2. STT consumer drains <-chan stt.StreamResult. Partial results emit EventUserTranscriptPartial. On IsFinal=true, it emits EventUserTranscriptFinal and triggers the turn driver.
3. Turn driver runs runAssistantTurn: calls llm.LLM.StreamResponse, type-asserts the TTS client for tts.StreamingTextProvider, opens TTS lazily on the first content delta. Tool calls are executed sequentially up to WithMaxToolIterations.
4. Audio out drains TTS audio frames and writes them to AudioTransport.Write.

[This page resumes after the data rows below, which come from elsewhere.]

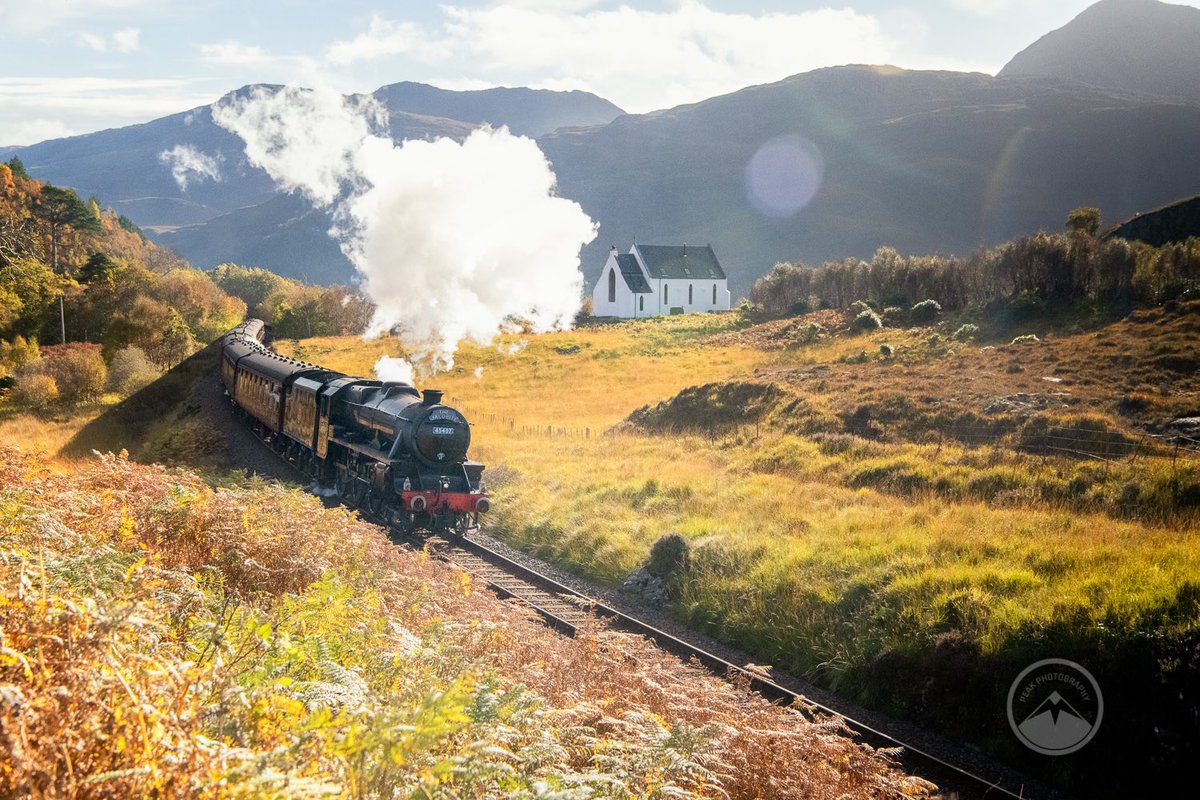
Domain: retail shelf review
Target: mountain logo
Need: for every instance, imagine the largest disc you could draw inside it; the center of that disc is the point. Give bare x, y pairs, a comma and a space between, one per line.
1055, 707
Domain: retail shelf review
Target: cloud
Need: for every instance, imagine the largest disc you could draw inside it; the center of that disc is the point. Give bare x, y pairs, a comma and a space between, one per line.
127, 40
189, 163
19, 18
453, 240
39, 108
234, 53
385, 38
641, 60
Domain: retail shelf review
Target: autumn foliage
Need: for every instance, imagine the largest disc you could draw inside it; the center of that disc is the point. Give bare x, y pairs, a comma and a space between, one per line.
163, 638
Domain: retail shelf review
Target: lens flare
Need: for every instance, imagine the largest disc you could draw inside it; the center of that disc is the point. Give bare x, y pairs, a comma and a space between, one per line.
784, 175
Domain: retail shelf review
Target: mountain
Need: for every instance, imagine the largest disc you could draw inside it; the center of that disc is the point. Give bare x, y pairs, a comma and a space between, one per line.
126, 169
1139, 46
1173, 223
526, 112
919, 161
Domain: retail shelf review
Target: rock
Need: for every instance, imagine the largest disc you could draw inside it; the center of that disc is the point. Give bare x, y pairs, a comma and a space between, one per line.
1186, 426
647, 587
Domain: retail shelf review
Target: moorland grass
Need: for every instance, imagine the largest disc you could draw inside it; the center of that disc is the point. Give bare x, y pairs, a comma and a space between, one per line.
919, 577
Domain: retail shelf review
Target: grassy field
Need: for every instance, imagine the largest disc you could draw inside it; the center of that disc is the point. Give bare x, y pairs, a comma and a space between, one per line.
167, 638
833, 534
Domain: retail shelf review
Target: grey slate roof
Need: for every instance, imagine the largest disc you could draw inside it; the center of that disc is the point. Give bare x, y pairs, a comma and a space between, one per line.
633, 274
681, 262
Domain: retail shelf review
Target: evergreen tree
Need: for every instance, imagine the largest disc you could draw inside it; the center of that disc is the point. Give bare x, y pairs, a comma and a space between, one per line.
18, 168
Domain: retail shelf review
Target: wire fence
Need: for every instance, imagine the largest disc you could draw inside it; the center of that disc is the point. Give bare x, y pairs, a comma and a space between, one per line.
1101, 445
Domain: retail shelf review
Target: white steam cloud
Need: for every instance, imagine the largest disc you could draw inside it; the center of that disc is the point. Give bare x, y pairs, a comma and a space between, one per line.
187, 163
394, 370
454, 241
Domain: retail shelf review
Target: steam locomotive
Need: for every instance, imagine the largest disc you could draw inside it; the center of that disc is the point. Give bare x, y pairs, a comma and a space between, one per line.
388, 449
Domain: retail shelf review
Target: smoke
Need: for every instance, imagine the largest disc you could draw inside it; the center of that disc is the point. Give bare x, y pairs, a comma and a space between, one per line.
394, 370
189, 163
453, 241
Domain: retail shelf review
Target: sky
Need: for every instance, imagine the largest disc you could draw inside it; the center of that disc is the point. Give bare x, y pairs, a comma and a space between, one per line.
77, 66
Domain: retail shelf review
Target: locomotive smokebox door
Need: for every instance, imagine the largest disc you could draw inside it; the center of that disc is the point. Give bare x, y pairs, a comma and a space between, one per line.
379, 479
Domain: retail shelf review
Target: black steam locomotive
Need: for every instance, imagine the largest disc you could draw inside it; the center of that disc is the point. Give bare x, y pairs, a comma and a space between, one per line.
384, 446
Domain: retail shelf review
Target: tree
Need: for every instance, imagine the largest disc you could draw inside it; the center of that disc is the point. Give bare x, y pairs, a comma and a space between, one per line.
99, 268
61, 209
18, 168
1084, 220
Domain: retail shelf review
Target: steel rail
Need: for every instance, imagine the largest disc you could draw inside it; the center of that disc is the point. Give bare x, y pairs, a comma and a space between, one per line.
547, 596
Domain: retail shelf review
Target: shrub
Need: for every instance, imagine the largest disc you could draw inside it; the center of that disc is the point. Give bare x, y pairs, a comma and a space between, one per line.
809, 332
924, 312
867, 320
801, 307
859, 306
965, 334
18, 354
78, 370
130, 371
35, 389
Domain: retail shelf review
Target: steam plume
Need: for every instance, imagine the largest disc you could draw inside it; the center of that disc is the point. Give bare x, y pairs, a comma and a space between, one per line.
453, 241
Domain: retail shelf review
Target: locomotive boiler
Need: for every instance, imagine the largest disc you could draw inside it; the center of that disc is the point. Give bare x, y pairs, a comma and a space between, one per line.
387, 447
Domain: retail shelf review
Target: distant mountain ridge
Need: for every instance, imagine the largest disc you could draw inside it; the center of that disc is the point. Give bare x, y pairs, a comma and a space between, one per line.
919, 161
1140, 46
123, 166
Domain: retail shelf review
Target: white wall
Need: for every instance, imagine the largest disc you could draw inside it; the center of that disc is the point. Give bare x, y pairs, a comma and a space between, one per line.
701, 298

Sentence chunking (in the streaming-text path) splits text on ., !, ?, \n followed by whitespace, with a 12-rune minimum length floor so fragments like "Mr." or "1." keep accumulating.

Termination

Cancel the context passed to StartConversation to terminate the conversation. The runner closes its goroutines, drains the STT stream, calls AudioTransport.Close, and emits EventConversationEnd followed by closing Events(). Wait() then returns nil (or any unrecoverable error encountered).

Not yet covered

Memory injection (agent.WithMemory parity), agent transfer (handoffs), context-window strategies, idle / max-duration timeouts, and voice-specific lifecycle hooks. None of those are present yet.

Example

See examples/voice/web for an end-to-end browser demo: a Vite + TypeScript frontend captures mic audio, streams it to a Go server over WebSocket, and plays back the agent's audio response.